Three Cheers for the Librarians–Lets Help Them Help Us
Three cheers for the librarians who look after us, whether we know it or not. As a student, teacher, researcher, and citizen I work with a wide range of information resources everyday. Whether I step into a library building or not, a large proportion of those resources are available to me because librarians work to make them available to me. Even when I use resources that come to me without the direct intervention of librarians and library staff, I am benefiting from the worlds of education, research, and democratic governance, including values of access and privacy, that librarians work hard to foster and defend everyday. I cannot say thank you enough for their work.

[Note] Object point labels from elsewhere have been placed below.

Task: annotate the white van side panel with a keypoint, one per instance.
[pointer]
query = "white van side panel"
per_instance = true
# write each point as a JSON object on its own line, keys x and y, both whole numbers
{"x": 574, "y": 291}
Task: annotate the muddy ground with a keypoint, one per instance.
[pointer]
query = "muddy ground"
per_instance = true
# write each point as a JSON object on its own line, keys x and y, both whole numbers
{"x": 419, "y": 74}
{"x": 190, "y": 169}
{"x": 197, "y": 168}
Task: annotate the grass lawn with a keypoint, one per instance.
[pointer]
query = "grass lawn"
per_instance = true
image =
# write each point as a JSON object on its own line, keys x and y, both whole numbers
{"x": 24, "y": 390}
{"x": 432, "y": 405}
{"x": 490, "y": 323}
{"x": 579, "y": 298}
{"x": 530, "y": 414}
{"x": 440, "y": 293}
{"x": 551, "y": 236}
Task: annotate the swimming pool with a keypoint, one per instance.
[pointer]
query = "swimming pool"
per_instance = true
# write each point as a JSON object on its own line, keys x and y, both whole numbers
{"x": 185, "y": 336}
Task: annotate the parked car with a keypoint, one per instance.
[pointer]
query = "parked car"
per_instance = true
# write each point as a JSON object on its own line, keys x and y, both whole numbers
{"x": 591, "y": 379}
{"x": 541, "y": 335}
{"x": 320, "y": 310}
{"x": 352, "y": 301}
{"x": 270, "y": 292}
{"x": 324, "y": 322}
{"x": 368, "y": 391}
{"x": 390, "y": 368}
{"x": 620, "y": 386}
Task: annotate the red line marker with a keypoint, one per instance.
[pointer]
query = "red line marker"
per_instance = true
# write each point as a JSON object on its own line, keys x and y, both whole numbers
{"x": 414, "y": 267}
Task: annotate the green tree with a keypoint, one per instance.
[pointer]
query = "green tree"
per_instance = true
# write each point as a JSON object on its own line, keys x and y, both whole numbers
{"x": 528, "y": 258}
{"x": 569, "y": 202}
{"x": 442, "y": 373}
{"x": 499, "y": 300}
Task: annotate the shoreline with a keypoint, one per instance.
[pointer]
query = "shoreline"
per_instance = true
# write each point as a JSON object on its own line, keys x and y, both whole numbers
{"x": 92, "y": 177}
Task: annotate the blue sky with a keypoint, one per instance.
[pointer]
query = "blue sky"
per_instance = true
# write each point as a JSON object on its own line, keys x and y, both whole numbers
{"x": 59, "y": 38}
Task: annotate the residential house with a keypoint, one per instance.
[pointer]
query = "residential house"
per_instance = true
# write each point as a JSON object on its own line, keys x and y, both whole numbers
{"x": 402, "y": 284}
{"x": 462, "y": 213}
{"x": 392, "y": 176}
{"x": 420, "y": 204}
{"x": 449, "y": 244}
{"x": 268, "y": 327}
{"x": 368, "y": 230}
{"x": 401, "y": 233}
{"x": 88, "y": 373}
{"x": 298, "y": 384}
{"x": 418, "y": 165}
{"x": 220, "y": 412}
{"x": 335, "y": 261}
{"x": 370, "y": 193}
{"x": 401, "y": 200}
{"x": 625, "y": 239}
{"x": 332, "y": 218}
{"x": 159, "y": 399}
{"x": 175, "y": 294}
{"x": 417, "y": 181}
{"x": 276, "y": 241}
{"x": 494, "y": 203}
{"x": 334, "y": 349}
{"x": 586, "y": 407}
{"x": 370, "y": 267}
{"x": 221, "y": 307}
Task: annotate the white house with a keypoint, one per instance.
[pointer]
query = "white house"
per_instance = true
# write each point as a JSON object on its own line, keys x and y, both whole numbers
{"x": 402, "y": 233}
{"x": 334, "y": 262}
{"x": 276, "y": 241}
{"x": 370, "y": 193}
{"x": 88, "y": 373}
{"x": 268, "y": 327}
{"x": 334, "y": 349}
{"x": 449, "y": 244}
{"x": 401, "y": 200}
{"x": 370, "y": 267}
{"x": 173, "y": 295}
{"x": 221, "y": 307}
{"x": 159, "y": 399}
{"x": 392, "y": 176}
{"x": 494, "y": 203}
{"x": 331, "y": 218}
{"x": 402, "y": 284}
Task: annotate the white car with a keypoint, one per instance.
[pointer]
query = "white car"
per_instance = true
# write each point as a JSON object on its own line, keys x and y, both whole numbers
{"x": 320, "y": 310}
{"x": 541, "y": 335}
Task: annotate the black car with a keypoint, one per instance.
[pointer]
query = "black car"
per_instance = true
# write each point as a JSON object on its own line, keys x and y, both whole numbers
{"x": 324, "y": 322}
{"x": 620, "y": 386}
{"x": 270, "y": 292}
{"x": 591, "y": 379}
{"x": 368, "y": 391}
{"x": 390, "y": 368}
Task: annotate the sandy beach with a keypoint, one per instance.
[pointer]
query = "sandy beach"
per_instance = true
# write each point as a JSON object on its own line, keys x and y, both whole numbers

In his round up on “Anthropology and Open Access” (dealing with HR 3699 and SOPA), Jason Antrosio at Anthropology Report has kindly cited my comment on Ryan Anderson’s Savage Minds post on these themes. Under my own by-line, here is what I said in response to Ryan’s post. (Ryan is the Savage Mind who kindly interviewed me on OA issues in anthropology a while back.)
It is crucial that faculty and graduate students are part of the push back (against SOPA and HR 3699) for a number of reasons. One of which is that we need, in doing so, to give the librarians a morale boost. They have been fighting for us on this front for decades with too few of us knowing or caring about it. They have been getting tired, really tired. The way that, on this one, faculty and graduate students have been unusually vocal, has been encouraging to them. We need their help. Keep it up.
Thankfully tons of smart people have been explaining the problems with H.R. 3699 and SOPA. I could list links all day. If you do not yet know about these issues, dive in quickly and get them figured out.